Civil War bayonets were used more for cooking than impaling the enemy.
Today marks the 150th anniversary of the start of the American Civil War – a wrenching, bloody, costly conflict that took almost as many American lives as the total of all other US wars combined. The effects of this war still lurk in America's psyche and social fabric.
But whether one wore a Blue or Gray uniform in the 1860s, there was a commonality that emphasized the humanity on either side of the line: Soldiers had to eat. I know this because I once lived through a battle. I still remember the chicken stew I ate that day in 1977 from a wooden salad bowl, with a wooden spoon, wearing a calico dress.
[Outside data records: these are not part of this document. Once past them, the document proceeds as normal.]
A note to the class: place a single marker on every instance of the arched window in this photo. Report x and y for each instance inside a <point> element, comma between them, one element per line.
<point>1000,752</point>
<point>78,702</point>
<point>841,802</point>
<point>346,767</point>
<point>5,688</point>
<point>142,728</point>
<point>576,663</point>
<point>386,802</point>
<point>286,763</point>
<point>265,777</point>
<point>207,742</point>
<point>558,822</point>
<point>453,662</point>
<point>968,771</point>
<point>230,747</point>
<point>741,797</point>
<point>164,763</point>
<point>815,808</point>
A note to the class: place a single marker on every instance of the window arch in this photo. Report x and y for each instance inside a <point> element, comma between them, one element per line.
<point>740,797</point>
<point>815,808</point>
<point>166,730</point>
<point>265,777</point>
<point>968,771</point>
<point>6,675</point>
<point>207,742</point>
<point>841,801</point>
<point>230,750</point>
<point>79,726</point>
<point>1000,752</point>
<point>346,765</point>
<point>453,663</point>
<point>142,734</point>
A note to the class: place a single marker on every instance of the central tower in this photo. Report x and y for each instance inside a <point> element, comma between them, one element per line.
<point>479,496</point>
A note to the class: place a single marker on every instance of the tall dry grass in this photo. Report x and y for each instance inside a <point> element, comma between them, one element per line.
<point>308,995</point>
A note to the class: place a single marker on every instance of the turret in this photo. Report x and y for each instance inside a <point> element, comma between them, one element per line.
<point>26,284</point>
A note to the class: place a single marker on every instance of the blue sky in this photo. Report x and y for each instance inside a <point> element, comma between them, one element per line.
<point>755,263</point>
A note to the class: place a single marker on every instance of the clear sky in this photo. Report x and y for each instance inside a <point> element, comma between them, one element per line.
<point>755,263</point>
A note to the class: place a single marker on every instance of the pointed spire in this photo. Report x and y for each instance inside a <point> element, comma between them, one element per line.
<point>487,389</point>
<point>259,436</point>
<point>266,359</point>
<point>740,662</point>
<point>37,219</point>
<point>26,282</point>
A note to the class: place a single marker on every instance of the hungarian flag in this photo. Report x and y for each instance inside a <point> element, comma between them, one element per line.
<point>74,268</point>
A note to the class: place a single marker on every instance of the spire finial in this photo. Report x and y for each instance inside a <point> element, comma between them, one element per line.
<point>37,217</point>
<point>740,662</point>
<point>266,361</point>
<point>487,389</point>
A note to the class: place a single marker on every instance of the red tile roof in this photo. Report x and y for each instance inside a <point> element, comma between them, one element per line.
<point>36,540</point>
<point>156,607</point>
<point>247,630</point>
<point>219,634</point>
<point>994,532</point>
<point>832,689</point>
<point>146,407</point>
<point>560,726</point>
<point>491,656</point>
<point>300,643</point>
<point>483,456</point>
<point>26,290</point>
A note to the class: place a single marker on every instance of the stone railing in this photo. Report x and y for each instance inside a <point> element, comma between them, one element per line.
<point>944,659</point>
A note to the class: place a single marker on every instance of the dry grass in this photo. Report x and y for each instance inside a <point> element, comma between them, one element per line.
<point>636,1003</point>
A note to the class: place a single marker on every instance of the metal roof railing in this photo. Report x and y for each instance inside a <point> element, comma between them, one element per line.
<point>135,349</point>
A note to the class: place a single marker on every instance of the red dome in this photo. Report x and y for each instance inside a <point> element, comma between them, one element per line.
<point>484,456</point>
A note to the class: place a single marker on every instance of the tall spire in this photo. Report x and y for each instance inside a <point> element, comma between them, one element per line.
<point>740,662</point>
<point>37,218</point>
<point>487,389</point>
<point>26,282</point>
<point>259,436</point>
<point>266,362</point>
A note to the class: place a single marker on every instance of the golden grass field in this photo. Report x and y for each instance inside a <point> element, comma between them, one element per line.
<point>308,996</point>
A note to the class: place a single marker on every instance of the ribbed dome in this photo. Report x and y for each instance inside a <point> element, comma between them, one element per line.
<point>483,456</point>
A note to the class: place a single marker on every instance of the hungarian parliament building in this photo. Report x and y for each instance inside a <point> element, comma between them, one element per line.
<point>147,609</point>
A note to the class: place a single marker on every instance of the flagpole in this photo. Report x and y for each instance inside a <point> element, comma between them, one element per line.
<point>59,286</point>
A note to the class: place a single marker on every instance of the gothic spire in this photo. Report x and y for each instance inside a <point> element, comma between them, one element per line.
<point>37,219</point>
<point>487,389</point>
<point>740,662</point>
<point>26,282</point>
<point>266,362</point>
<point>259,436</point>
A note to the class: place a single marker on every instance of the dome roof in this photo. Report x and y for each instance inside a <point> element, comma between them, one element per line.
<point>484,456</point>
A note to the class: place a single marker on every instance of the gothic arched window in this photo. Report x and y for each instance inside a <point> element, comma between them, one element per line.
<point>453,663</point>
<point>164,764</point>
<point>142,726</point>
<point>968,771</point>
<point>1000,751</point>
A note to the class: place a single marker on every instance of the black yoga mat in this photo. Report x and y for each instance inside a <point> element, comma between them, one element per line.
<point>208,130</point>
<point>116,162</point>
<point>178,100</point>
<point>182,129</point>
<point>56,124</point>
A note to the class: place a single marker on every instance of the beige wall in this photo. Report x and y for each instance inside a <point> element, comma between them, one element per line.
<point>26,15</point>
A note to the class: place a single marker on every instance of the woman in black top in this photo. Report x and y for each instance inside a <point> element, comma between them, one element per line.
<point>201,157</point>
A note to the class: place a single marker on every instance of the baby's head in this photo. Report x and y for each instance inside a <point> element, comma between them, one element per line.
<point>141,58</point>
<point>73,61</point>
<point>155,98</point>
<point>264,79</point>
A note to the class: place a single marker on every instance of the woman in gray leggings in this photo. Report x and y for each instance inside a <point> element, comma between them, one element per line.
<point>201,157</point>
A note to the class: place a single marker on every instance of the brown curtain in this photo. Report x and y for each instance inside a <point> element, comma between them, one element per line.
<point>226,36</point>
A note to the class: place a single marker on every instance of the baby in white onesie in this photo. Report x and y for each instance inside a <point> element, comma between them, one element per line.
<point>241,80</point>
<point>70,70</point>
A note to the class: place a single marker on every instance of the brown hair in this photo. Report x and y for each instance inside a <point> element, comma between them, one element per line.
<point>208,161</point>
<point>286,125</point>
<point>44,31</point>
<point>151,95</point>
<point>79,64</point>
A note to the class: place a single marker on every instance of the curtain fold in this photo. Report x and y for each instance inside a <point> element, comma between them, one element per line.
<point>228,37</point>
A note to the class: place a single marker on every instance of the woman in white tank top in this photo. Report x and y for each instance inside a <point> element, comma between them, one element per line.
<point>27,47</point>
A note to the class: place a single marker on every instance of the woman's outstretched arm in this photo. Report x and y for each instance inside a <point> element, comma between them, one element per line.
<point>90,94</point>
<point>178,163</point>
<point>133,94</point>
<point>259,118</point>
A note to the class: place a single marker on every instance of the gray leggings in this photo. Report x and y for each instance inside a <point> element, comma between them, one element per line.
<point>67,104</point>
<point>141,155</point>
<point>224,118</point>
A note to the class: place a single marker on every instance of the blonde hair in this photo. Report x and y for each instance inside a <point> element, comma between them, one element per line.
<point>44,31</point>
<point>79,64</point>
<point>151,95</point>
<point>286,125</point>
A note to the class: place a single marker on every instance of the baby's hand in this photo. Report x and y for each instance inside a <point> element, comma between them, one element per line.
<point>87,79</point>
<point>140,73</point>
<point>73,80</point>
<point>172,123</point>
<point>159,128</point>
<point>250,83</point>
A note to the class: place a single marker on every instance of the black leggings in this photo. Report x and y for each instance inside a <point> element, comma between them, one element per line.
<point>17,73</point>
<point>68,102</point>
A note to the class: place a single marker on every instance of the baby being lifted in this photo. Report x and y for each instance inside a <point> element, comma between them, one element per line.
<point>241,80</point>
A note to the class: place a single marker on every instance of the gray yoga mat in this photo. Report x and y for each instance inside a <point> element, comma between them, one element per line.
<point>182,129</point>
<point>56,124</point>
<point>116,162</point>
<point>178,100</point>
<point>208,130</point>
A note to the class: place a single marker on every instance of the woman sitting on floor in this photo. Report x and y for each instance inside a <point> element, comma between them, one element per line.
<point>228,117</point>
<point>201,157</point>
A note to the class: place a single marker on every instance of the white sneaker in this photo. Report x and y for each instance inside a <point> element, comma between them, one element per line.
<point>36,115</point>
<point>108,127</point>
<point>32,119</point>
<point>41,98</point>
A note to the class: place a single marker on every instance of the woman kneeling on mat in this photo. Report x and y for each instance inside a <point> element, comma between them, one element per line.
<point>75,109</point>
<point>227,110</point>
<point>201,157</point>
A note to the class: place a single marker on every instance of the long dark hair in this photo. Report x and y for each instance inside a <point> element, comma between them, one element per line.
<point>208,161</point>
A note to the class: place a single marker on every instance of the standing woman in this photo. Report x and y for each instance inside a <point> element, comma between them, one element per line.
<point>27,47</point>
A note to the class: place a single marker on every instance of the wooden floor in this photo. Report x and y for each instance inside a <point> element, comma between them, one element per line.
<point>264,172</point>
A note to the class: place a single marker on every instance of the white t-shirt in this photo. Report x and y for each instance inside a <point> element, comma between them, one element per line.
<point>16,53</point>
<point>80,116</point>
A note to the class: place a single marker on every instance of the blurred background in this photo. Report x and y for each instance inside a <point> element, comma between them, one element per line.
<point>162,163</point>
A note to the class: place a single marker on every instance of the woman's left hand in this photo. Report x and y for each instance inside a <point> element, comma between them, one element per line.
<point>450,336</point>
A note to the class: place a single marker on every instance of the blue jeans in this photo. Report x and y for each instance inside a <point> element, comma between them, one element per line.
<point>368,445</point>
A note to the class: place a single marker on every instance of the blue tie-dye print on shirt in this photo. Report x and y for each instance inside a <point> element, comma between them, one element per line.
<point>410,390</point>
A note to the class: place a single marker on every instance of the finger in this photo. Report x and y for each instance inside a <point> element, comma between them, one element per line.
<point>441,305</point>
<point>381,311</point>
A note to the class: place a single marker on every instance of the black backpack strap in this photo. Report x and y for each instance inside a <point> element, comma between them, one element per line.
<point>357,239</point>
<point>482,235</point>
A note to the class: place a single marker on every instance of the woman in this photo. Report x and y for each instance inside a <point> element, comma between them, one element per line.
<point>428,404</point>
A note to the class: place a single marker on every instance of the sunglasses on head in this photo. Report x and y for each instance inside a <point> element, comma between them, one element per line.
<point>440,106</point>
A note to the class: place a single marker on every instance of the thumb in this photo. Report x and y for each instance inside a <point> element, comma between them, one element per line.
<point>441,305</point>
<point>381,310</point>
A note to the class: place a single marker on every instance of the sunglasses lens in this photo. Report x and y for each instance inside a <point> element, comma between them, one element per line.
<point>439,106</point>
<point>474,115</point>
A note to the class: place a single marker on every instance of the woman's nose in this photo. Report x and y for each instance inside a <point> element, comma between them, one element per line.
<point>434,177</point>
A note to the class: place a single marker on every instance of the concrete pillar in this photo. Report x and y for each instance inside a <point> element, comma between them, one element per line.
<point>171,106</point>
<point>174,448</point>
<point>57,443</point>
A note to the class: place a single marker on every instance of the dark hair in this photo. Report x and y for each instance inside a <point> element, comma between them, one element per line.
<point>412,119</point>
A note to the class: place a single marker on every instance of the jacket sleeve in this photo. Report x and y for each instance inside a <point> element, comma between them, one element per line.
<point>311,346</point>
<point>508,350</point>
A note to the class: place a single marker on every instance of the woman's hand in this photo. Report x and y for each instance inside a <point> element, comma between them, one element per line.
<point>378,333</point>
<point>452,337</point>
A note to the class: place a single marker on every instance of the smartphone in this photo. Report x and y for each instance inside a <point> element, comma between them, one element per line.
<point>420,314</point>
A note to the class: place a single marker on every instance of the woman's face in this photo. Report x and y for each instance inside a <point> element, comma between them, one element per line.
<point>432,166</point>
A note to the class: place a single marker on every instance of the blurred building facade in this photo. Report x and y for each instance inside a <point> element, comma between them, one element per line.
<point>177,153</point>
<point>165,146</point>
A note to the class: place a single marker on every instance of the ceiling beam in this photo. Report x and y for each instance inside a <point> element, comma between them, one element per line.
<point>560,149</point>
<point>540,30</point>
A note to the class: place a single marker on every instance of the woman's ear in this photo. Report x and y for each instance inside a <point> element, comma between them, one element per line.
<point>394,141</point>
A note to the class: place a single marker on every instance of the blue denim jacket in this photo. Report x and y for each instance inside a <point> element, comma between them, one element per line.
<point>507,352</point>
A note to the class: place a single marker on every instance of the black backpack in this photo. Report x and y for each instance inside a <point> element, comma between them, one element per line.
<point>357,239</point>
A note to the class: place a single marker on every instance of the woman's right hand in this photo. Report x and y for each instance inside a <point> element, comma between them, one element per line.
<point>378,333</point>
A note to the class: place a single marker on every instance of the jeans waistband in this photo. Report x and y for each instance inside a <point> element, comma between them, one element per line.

Let me explain. My Uncle Dave is a Civil War reenactor and when my brother and I were small we sometimes accompanied him to the battlefield. I remember the roar of the cannons that thumped in my chest and the bluish gunpowder smoke that swirled over the grassy hillside as men fell to the earth. Later, they all got up and joined us for a meal around the campfire.
So I checked in with Uncle Dave, just to make sure the hardtack cracker and Johnny cake recipes I found to commemorate the anniversary were "authentic." His reply was so informative and entertaining, I asked if I could share it here with you.
There can be no better recipe for the Civil War anniversary than one for hardtack crackers. If you put a sheet into the oven at 4:20 a.m. on April 12 – the time the first shot was fired – it should be ready to land as a hot shot into your belly by dawn at 5:20 a.m.